We revolutionaries never retire
Here I am, in Pitsunda, on the lovely Black Sea, with all its possibilities: mushroom hunting, badminton (I love badminton—my opponents always underestimate how quickly I can move), and just watching the waves roll into the shore. I love these little summer moments. When I am down here, it is almost as if I am retired, as they say in the capitalist world. We revolutionaries never retire. We keep our commitment to our way even into old age. At least I intend to do so.
But today I am reminded that I am, to say the least, not retired. The Ministry of Foreign Affairs in Moscow has sent down by special courier a draft of a statement to be issued by the TASS news service. It’s an answer to Kennedy’s arrogant, imperialistic document of 4 September. I asked the MFA to send the draft down here. Kennedy says that if Soviet ground troops or so-called “offensive” weapons are found in Cuba, “the gravest issues would arise.” Our ambassador in Washington, Dobrynin, reports that “gravest issues” translates, in this case, to a full-scale U.S. air attack and invasion of Cuba. So I told our Foreign Minster, Gromyko, to write up something to return Kennedy’s serve, as we say in badminton.
I like the draft. It says we Soviets have no need to transfer rockets to Cuba because we already have more than enough rockets on missiles to destroy the United States in a retaliatory blow. No problem. It also says that the Cubans have a right, and even a responsibility, to seek our assistance at whatever level is acceptable to them and to us, as the donor nation. And finally, it reassures Kennedy that we are not introducing combat troops into Cuba—which is a totally ridiculous notion, as if we plan to go on the offensive and invade Florida with a few thousand troops. Is he kidding? You’d have to be out of your mind to try something like that.

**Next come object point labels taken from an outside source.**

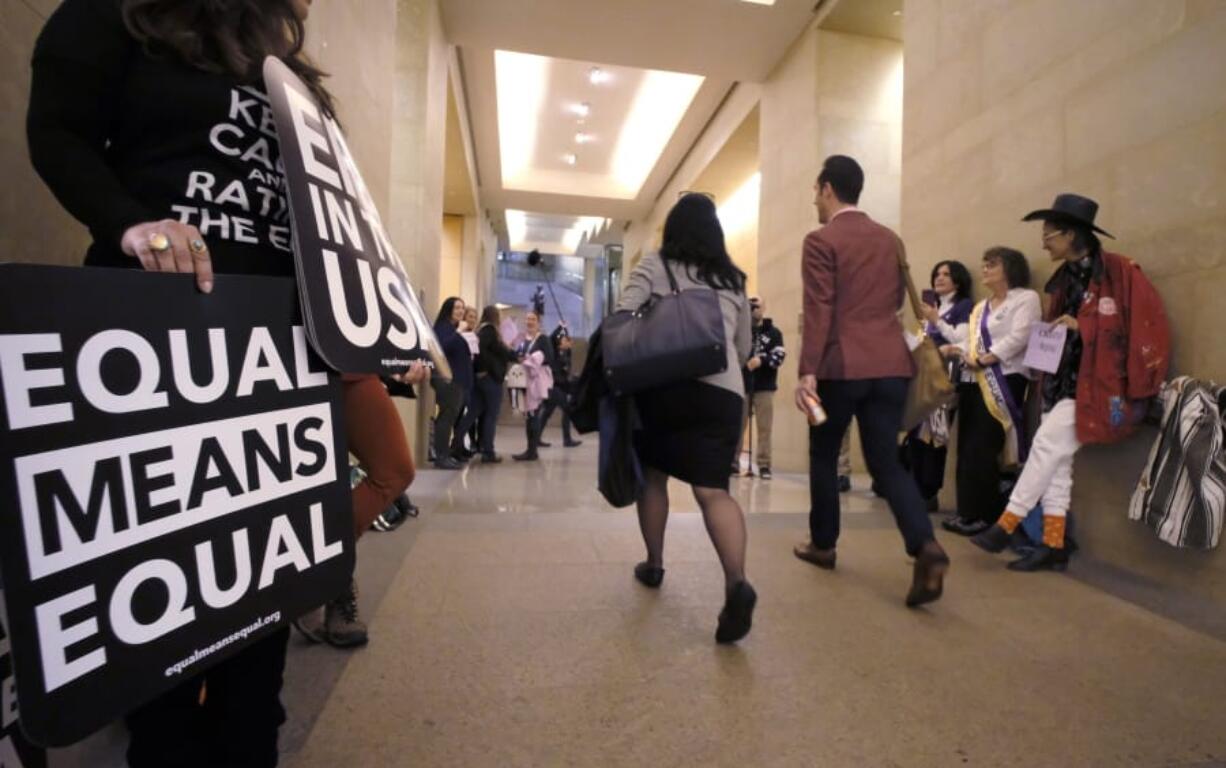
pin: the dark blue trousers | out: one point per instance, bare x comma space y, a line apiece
877, 405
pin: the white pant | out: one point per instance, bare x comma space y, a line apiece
1047, 475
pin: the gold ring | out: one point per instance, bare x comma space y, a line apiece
159, 243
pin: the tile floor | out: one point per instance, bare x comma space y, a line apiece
506, 631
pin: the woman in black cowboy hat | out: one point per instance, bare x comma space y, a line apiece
1115, 360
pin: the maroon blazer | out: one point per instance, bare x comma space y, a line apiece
852, 293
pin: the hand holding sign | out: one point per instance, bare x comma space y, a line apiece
362, 313
1046, 346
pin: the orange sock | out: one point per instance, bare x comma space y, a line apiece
1053, 531
1009, 522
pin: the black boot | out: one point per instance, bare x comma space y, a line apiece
1042, 558
993, 540
649, 576
737, 616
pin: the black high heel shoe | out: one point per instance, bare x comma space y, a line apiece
737, 616
649, 576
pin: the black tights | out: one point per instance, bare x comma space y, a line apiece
721, 513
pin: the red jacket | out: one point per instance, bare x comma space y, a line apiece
852, 293
1126, 349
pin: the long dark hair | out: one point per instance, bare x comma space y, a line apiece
1016, 269
693, 237
445, 311
227, 37
959, 275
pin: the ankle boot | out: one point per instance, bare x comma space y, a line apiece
341, 622
928, 576
993, 540
737, 616
1042, 558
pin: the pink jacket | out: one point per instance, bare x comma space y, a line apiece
540, 380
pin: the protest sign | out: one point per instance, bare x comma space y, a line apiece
1045, 347
173, 482
362, 312
15, 751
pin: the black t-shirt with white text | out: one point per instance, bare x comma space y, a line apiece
121, 138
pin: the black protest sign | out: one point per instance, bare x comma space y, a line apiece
15, 751
361, 309
173, 482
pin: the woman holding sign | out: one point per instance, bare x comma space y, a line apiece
451, 395
148, 122
1113, 361
991, 431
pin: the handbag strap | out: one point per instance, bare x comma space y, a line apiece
906, 279
672, 281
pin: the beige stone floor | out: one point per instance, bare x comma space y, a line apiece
511, 633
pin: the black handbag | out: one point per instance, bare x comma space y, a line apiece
668, 339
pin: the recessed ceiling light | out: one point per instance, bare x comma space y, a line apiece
657, 108
521, 81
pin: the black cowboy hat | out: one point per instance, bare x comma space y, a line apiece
1069, 207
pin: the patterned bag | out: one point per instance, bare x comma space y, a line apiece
1182, 492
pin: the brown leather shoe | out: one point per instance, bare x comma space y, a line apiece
928, 577
809, 553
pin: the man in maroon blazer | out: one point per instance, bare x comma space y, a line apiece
855, 361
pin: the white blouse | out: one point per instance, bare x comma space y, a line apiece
1009, 326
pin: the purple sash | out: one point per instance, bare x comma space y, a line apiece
999, 387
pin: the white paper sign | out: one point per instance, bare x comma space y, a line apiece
1046, 347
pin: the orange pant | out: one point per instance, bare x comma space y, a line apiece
376, 438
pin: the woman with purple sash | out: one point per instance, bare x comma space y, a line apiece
991, 433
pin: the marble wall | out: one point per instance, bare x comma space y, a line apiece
834, 93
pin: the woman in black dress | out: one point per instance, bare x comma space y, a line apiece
690, 428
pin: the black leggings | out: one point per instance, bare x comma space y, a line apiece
980, 442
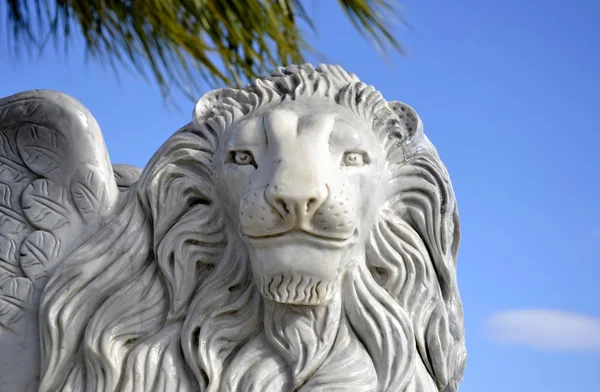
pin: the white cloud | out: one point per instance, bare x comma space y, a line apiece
546, 329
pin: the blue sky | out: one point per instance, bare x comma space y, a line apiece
508, 92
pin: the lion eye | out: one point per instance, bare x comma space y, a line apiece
242, 158
355, 159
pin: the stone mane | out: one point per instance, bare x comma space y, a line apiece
169, 294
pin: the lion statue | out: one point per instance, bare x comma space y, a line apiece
300, 234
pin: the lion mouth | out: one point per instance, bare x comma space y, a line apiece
299, 234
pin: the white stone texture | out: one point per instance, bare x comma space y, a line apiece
299, 234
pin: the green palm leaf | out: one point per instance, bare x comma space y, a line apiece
187, 42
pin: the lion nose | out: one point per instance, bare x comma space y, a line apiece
298, 204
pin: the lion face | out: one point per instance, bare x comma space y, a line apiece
302, 181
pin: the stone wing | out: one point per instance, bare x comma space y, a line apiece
57, 188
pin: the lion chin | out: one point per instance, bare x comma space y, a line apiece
299, 235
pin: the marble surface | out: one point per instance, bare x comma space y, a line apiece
299, 234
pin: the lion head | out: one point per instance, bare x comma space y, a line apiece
300, 234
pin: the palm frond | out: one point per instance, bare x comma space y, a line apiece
184, 43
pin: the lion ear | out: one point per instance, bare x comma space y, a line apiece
206, 105
409, 121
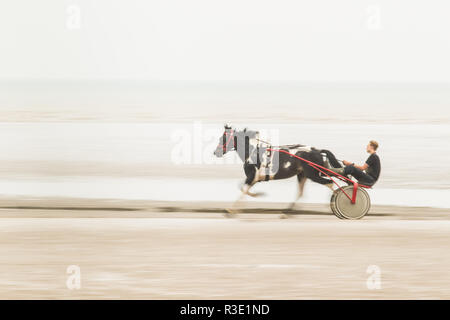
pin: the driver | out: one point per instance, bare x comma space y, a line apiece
369, 172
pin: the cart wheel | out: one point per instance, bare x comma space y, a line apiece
333, 205
343, 208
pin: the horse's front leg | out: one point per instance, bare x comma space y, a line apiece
251, 173
245, 190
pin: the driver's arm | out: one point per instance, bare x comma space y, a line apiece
363, 167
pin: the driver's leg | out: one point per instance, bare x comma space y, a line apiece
359, 175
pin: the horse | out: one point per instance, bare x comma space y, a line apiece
261, 163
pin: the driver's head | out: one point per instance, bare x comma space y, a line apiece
372, 146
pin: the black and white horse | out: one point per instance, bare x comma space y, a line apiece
263, 164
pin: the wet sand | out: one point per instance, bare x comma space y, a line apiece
175, 250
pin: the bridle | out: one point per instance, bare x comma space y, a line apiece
225, 143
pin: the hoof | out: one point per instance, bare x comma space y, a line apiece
229, 213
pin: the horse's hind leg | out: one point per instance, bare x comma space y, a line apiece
301, 184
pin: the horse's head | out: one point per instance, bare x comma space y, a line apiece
234, 140
227, 142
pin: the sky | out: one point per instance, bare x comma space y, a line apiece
233, 40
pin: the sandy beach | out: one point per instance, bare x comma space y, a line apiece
176, 250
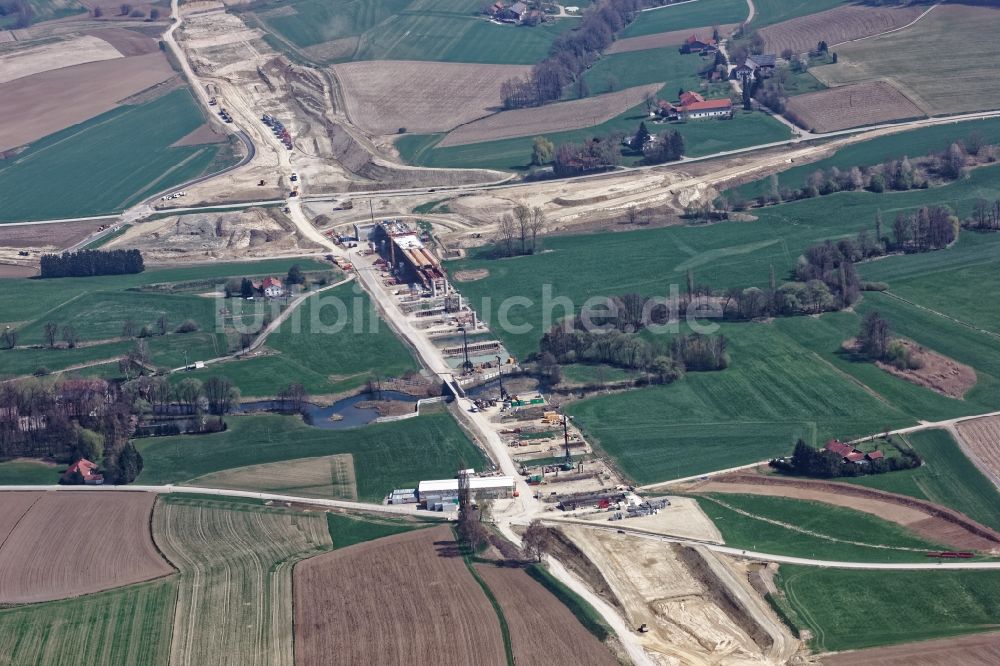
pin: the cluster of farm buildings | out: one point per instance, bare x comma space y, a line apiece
443, 494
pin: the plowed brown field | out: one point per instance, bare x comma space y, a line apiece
982, 436
978, 650
558, 117
406, 599
843, 24
382, 96
64, 544
851, 106
932, 521
72, 95
536, 619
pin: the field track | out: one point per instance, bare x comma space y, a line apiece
406, 599
975, 650
836, 26
384, 95
536, 618
56, 545
982, 437
557, 117
931, 521
234, 602
851, 106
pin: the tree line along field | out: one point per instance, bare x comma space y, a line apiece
106, 164
448, 31
98, 307
897, 57
385, 455
911, 143
823, 531
947, 477
758, 407
308, 349
847, 610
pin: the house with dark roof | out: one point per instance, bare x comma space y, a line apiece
763, 64
83, 471
713, 108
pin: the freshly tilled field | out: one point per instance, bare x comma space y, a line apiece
843, 24
558, 117
72, 543
384, 95
536, 618
234, 602
406, 599
982, 436
851, 106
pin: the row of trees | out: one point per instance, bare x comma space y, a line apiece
70, 420
985, 215
666, 359
570, 55
601, 152
518, 231
823, 464
87, 263
875, 342
892, 175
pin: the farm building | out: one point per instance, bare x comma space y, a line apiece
713, 108
445, 491
407, 255
763, 65
850, 454
83, 471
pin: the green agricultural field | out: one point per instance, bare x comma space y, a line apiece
700, 14
321, 350
347, 529
98, 307
107, 163
848, 610
774, 392
234, 582
776, 11
913, 143
386, 455
702, 137
897, 57
451, 31
947, 477
18, 472
635, 68
126, 626
834, 533
42, 10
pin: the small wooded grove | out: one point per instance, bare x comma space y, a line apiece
69, 420
87, 263
823, 464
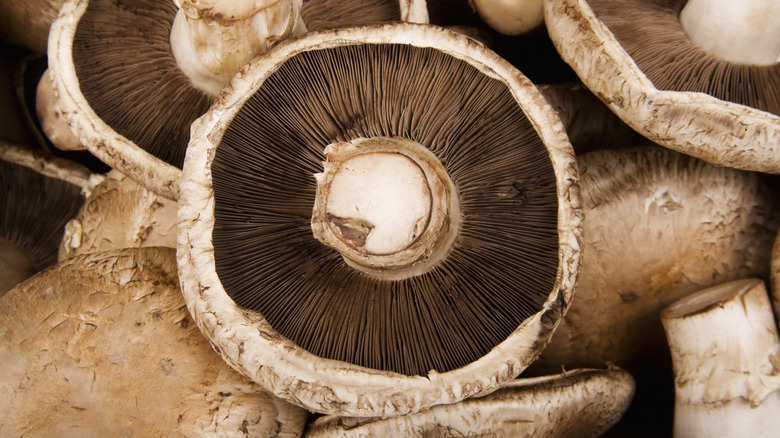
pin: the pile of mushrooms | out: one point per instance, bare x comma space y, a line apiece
370, 218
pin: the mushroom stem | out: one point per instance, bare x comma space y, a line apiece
745, 31
211, 40
725, 349
387, 205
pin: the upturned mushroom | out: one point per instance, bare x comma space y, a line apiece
39, 193
649, 63
726, 355
367, 291
578, 403
103, 345
119, 213
135, 115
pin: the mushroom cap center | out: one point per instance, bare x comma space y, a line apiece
379, 203
387, 205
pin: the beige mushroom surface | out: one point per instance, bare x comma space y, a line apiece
296, 315
576, 403
636, 57
119, 213
103, 345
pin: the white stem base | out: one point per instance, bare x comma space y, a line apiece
741, 31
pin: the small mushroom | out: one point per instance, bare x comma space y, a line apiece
39, 193
577, 403
510, 17
658, 225
103, 345
726, 355
119, 213
637, 57
280, 269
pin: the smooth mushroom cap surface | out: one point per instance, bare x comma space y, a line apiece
725, 348
39, 193
119, 213
667, 88
658, 225
103, 345
25, 23
133, 114
278, 203
587, 402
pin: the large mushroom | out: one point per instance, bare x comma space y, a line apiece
282, 270
103, 345
39, 193
119, 213
645, 60
577, 403
726, 355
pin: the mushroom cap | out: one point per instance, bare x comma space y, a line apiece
145, 137
249, 342
102, 345
658, 225
39, 193
707, 127
119, 213
587, 402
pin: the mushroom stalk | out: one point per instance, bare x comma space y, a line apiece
213, 39
725, 348
745, 31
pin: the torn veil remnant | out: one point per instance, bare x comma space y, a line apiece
725, 350
587, 402
386, 317
642, 59
104, 345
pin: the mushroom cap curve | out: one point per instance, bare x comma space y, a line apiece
694, 123
252, 346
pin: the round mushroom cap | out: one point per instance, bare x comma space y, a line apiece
378, 342
119, 213
103, 345
587, 402
636, 58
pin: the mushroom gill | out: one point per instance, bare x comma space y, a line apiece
497, 273
651, 33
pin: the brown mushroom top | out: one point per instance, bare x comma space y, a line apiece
128, 75
103, 345
650, 31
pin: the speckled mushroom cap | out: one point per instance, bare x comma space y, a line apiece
246, 338
587, 403
103, 345
710, 128
39, 193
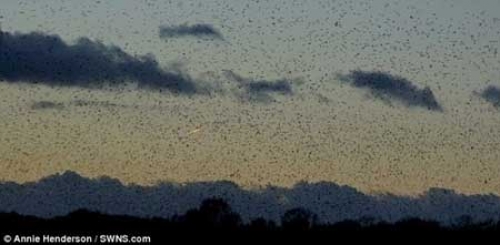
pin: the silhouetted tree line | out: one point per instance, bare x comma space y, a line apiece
215, 215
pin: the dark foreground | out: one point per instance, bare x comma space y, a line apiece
215, 219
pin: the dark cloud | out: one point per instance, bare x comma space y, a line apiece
492, 95
388, 87
95, 103
261, 90
197, 30
42, 105
41, 58
61, 194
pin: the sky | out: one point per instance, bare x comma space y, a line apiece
385, 96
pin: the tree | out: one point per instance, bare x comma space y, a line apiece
298, 219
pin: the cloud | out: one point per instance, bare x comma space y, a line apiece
261, 90
41, 58
389, 88
43, 105
197, 30
60, 194
492, 95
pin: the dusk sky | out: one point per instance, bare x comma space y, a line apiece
384, 96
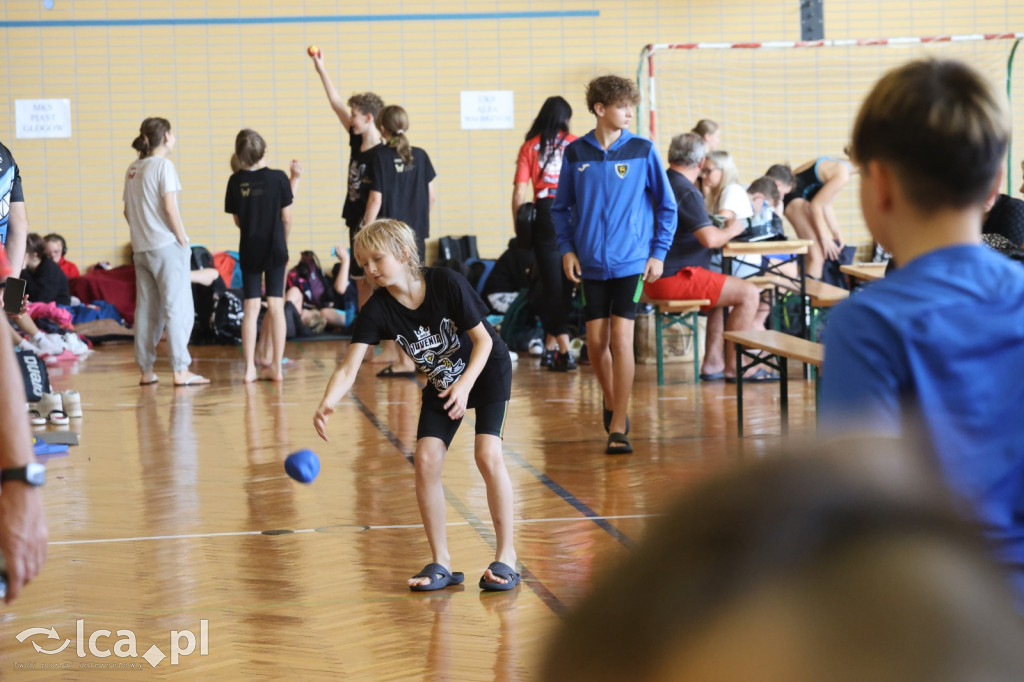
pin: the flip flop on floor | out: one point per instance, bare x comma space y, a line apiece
439, 578
619, 444
389, 373
760, 377
501, 570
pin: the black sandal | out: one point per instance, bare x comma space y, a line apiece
619, 444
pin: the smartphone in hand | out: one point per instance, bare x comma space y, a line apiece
13, 296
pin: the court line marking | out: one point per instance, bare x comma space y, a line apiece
361, 527
316, 18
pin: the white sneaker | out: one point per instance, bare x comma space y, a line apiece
50, 407
49, 344
72, 403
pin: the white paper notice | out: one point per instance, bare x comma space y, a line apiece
487, 110
42, 118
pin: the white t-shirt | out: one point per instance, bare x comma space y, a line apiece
735, 199
146, 181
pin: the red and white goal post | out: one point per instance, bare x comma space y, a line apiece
793, 101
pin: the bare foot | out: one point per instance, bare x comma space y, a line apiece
269, 375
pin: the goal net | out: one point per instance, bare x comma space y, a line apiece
794, 101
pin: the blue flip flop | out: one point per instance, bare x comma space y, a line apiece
439, 577
501, 570
762, 376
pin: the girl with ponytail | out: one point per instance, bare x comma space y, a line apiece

The only problem is that none of this is true. I won’t say we are lying—that I am lying—not exactly. Of course, we are deploying rockets and troops in Cuba. But they are for defensive purposes. The rockets are not to be used on an attack on the U.S. Their purpose is to provide deterrence of an American attack on Cuba. So, what I need to do is develop the argument a little bit about the defensiveness of everything we are introducing. Kennedy proved at the Bay of Pigs that he would authorize an attack on Cuba; and he is under pressure from the American lunatics to mount a much bigger attack. All I need to do is make him understand that these weapons are defensive.
Now, back to badminton. Where is my next “victim?” I see my son Sergei walking by, with his butterfly net. I won’t disturb him. He loves his butterflies. And besides, he is a terrible badminton player. I wonder if Kennedy plays badminton? At our next summit, I’ll challenge him to a match.